Epic – An epic captures a large body of work that needs to be broken down into a number of smaller stories. It may take several sprints to complete an epic. The hierarchy for units of work in JIRA Software is as follows: Project > Epics/Components > Stories > Tasks > Subtasks
Filter – Filters determine what is visible on each of your boards. Using JIRA's simple query builder (JQL), you can customize exactly which issues are displayed on your board.
Issue – An issue is simply a unit of work within JIRA that will be traced through a workflow, from creation to completion. It can range from representing a single unit of work, like a simple task or bug, to a larger parent work item to be tracked, like a story or an epic.
Kanban – Kanban is a system for visualizing the flow of work and limiting work in progress. Kanban is not oriented towards sprints, like Scrum development methodology, as it is more ongoing.
Scrum – Scrum is an Agile development methodology where the product is built in a series of fixed-length iterations called sprints. It gives teams a framework for shipping software on a regular cadence.
Scrum of Scrums – Scrum of Scrums is a means of scaling Scrum to large, multi-team projects.
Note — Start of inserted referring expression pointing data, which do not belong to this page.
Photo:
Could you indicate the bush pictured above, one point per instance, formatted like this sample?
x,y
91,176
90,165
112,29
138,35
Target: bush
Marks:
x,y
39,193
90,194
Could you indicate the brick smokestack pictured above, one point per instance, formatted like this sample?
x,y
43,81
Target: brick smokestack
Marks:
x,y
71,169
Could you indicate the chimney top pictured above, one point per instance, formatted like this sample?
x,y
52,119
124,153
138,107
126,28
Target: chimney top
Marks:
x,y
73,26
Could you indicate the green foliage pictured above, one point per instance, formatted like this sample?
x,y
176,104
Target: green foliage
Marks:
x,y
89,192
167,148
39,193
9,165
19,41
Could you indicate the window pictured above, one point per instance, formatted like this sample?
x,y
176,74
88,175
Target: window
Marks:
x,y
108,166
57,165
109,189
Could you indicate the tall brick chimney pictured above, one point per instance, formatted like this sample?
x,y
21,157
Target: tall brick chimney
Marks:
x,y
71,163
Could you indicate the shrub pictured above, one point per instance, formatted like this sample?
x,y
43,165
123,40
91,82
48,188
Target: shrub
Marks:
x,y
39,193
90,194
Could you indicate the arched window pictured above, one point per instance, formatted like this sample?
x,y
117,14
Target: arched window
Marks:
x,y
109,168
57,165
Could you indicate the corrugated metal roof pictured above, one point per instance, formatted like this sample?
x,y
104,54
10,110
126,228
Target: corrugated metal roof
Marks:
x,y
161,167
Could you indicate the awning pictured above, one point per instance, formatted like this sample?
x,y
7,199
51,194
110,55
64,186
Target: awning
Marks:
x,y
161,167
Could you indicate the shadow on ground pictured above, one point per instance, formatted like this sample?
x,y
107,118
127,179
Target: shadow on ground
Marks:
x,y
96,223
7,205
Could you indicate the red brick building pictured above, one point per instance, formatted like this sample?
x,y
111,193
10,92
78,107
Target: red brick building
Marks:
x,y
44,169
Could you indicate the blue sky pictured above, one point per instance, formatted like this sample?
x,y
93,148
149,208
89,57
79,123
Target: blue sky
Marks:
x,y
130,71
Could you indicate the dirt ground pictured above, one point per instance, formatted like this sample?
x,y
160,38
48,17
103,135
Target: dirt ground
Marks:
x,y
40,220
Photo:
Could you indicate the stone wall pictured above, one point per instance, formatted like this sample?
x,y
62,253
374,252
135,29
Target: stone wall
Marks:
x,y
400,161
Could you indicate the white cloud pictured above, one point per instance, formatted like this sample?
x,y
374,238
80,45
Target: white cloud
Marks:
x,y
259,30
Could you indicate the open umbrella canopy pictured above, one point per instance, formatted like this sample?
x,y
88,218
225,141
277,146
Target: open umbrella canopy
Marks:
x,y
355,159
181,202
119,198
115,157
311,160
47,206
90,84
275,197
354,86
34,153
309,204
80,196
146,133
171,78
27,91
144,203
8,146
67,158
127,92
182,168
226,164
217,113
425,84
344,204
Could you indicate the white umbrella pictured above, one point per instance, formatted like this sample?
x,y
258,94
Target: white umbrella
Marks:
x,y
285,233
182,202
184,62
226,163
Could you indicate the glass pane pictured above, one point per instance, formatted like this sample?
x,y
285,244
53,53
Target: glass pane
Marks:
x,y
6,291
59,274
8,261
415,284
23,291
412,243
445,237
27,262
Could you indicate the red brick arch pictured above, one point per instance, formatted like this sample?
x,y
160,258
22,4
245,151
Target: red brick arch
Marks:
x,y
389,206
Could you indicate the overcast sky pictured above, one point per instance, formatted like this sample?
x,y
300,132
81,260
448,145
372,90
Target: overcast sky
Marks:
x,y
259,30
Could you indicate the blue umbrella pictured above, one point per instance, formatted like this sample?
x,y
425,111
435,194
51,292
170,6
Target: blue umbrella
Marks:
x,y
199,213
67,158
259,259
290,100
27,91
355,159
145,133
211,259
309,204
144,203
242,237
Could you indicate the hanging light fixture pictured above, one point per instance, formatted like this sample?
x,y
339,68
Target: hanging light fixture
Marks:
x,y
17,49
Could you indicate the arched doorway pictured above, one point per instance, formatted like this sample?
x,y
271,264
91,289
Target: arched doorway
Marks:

Scrum of Scrums is the Agile version of what is traditionally known as program management.
Sprint – A sprint — also known as an iteration — is a short (ideally two to four week) period in which the development team implements and delivers a discrete product increment, e.g. a working milestone version.
Sprint planning – A team planning meeting that determines what to complete in the coming sprint.
Sprint retrospective – A review of what did and didn't go well with actions to make the next sprint better.
Story – A story or user story is a software system requirement that is expressed in a few short sentences, ideally using non-technical language.
Story Point – A story point is an estimate of the relative complexity of a story.
Swimlane – A swimlane is a means of categorizing issues so that agile teams can see which issues they should work on next.
Task – A task is a unit of work contained within a story.
Velocity – The velocity of a team is a measure of how much work that the team can handle within a specific time period, i.e. how much of the product backlog can be completed by the team in a sprint. Velocity can be calculated on the basis of story points, business value, hours, issue count, or any numeric field of your choice.
Workflow – Workflow is the logic that drives movement of a stories / sub-task along their development journey on a scrum or kanban board.